Senate Judiciary Committee Chair Chuck Grassley (R-Iowa) has opened an investigation into potential abuse of the federal orphan drug program.
Grassley in a statement said the inquiry stems from consumer concern about high prescription drug prices, as well as a KHN investigation published in January that found drugmakers are legally manipulating the orphan drug program to "maximize" profits and "protect niche markets" for medicines that millions of people already use.
He said he is "interested in learning whether the unanticipated uses of the [orphan drug program's] provisions are contributing to high prices for commonly used drugs," adding that his "staff is meeting with interested groups and other Senate staff to get their views on the extent of the problem and how we might fix it."
Background on the orphan drug program
The Orphan Drug Act, signed into law in 1983, created incentives for drugmakers to develop drugs for rare, or "orphan," diseases. Under the program, a drugmaker receives seven years of exclusive rights to the marketplace for a treatment for an orphan disease, meaning FDA will not approve another version of the drug during that seven-year period, even if the company's patent expires. According to KHN, the intention is that the exclusivity period compensates the drugmaker for producing a medication expected to serve only a small population. Drugmakers can return to FDA to seek a new seven-year exclusivity period on the drug by having it approved to treat another disease.
However, KHN has reported that exclusivity allows drugmakers to set orphan drug prices as high as they want, without pricing pressure from a competitor. In addition, if FDA designates a drug as an orphan, the drugmaker receives a 50 percent research and development tax credit and access to federal grants.

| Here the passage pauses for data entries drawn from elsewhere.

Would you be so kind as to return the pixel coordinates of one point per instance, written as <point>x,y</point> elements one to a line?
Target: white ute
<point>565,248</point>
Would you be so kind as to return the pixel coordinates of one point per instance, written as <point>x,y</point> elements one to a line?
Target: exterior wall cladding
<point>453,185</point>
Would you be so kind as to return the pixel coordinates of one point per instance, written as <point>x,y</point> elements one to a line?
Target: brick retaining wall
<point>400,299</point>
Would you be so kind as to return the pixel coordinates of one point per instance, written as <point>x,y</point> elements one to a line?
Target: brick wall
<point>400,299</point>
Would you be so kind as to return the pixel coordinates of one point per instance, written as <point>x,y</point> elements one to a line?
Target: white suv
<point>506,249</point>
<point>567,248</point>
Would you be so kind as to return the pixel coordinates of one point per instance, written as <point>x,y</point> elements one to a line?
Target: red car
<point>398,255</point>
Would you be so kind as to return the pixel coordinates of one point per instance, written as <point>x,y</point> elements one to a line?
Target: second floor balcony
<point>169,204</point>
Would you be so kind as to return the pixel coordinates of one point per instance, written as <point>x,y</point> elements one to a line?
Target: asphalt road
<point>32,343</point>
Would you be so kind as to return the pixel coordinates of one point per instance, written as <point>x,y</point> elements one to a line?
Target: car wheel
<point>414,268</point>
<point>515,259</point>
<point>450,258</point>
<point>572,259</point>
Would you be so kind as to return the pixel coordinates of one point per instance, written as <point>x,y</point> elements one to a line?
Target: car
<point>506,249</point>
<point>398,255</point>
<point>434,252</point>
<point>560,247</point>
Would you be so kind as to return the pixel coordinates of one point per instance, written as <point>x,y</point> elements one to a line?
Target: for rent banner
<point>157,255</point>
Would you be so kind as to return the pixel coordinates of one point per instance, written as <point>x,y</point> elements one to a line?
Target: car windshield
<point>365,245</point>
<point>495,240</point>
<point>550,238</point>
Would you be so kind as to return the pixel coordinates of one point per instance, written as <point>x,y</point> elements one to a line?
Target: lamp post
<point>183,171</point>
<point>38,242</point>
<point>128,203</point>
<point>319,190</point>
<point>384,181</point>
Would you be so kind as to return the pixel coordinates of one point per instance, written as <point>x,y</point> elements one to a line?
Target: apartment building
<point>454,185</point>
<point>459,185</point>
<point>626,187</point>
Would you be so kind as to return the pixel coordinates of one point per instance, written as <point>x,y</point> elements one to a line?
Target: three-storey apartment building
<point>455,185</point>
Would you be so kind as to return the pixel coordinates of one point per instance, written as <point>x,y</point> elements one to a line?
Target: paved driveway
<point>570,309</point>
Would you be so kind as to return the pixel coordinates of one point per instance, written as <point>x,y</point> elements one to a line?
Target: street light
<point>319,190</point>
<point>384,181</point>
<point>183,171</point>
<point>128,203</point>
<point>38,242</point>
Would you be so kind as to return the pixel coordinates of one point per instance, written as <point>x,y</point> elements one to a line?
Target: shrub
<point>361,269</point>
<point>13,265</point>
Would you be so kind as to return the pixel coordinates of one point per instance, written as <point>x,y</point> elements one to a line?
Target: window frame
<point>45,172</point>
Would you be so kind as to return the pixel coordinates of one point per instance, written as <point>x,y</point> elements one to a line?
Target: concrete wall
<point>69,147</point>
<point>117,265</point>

Background on KHN's investigation
Since the orphan program began in the 1980s, about one-third of approvals under the program have been for mass market drugs repurposed to treat orphan diseases or products that have received several orphan approvals, according to KHN.
Further, the share of new drugs approved as orphans has grown considerably, KHN found. Orphans accounted for 47 percent of new medicines in 2015 and 40 percent in 2016, compared with 29 percent in 2010. According to EvaluatePharma, orphan drugs currently represent seven of the 10 top-selling drugs, in terms of annual sales.

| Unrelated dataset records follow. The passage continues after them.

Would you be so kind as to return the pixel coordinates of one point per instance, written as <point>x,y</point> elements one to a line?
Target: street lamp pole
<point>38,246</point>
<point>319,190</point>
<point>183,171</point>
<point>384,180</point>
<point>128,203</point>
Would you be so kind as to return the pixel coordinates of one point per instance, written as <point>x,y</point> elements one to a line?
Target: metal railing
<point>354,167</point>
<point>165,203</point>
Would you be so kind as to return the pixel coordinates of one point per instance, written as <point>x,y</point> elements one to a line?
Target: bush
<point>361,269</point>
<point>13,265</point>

According to KHN, orphan drugs also are costly, with an average annual price of $111,820 in 2014, compared with an average annual price of $23,331 for mass market drugs.
KHN found that there are several ways companies can win orphan drug status. Tim Coté, a former FDA official who now runs a consulting firm that advises drugmakers on orphan drugs, said companies can test drugs on children with adult diseases or find drugs for conditions that are uncommon in the United States. Another strategy is to develop "follow-on drugs" that show incremental progress.
Further, drugmakers can repurpose a drug that FDA already has approved to treat other conditions. In such cases, Coté said drugmakers can move quickly into a clinical trial because the drug's safety already has been demonstrated.
Moreover, KHN found that "a small cottage industry has grown around" advising companies on how they can repurpose drugs for orphan approval. Bernard Munos, a former corporate strategy advisor at Eli Lilly, said, "What we are seeing is a system that was created with good intent being hijacked" (Tribble, Kaiser Health News, 2/10).